Soulfood: Exo 20:1-17 Matt 5:1-12,


Trust and move 2

'Do not look behind you.' Genesis 19:17 NKJV

Once we've stepped out of our comfort zone, it isn't necessarily going to be easy. We may move and get scared. We may want to turn around and run back to the familiar.

When God was going to destroy Sodom and Gomorrah, he sent angels to tell Lot and his family to escape. 'Flee for your lives! Don't look back, and don't stop anywhere in the plain! Flee to the mountains or you will be swept away' (Genesis 19:17 NIV)! But Lot's wife looked back, and she was turned into a pillar of salt (Genesis 19:26). When we look back, we're focused on the wrong thing. We need to look forward into what God has for us. Lot was also uncertain. He said: 'I can't flee to the mountains; this disaster will overtake me, and I'll die. Look, here is a town near enough to run to, and it is small. Let me flee to it' (Genesis 19:18-20 NIV). Lot was afraid to fully step out of his comfort zone. Going straight to the mountains seemed too much at once. He did eventually get to the mountains, but couldn't face going further than a small town to start with.

God knows that we need to go step by step. It may be hard to move all the way at once, but it's important to take the next step and move again a bit later. We just need to keep moving.

So what now? Does God's calling seem overwhelming? Ask him for small steps to take in the right direction. Trust and move!

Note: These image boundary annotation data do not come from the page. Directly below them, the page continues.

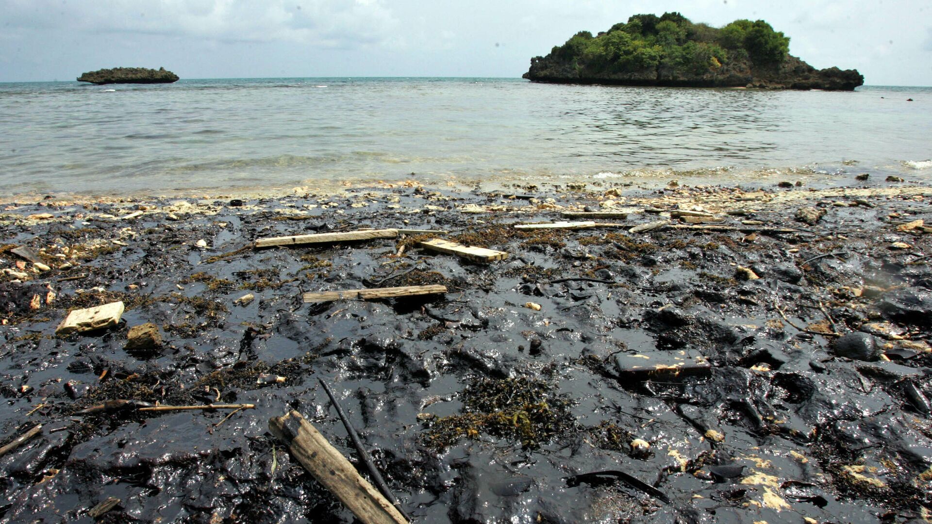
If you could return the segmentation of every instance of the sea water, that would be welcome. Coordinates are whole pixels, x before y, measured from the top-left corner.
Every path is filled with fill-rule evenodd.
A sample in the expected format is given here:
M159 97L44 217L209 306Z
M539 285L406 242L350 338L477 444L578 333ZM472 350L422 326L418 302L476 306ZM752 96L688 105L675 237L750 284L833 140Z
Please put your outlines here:
M912 101L908 101L912 99ZM0 84L0 194L932 177L932 88L237 78Z

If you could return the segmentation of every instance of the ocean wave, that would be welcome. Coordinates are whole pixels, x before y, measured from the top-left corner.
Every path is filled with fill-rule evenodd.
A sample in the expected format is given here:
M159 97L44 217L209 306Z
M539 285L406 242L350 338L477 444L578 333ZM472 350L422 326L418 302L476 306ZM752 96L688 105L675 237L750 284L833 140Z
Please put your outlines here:
M900 163L910 169L915 170L932 168L932 160L903 160Z

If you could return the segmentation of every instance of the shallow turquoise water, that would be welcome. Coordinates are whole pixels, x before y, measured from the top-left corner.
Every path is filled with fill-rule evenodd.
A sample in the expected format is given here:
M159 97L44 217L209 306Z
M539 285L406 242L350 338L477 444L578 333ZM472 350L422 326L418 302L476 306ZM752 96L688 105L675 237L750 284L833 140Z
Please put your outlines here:
M912 98L913 102L907 102ZM932 88L855 92L265 78L0 84L0 193L344 181L932 175Z

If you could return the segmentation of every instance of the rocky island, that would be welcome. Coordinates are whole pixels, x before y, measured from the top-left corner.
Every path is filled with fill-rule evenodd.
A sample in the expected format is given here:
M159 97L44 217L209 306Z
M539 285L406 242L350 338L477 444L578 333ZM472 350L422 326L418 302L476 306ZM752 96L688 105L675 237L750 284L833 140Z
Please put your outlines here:
M77 77L78 82L91 84L171 84L178 81L178 76L164 67L146 69L144 67L115 67L85 73Z
M535 82L852 90L857 70L816 69L789 51L789 37L764 21L719 29L679 13L635 15L593 36L581 31L530 61Z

Soulfood: 1 Tim 4-6 John 5:31-47 Ps 126 Pro 24:10,


Trust and move 1

'I chose you and appointed you so that you might go and bear fruit.' John 15:16 NIV

Stepping out of our comfort zone can feel risky and scary. But God wants us to step out and do great things for his Kingdom. We tend to prefer comfortable routines and traditions, but God has so much more for our lives. Jesus says: 'I chose you and appointed you so that you might go and bear fruit - fruit that will last' (John 15:16 NIV). God has chosen us to do his work, fruitfully. That's an incredible thought. The God who knows all about us - every good and bad thought and action, every mistake, every second of our past and every detail of our future - chose us.

We each have individual gifts and skills, so God's calling is tailored for each person. We might feel like we can't do what God's calling us to do, but he equips us. We just need to trust that he'll provide and that he'll be with us at all time. The Bible says: 'So be strong and courageous! Do not be afraid and do not panic before them. For the Lord your God will personally go ahead of you. He will neither fail you nor abandon you' (Deuteronomy 31:6 NLT). And that's a promise.

Once we realise that we can trust God to go ahead of us, it's easier to step out and do the things he's calling us to do.

So what now? Ask God to show you what his next step for you is, and for courage to take that step. Pray that prayer for the next few days. Go on, trust and move!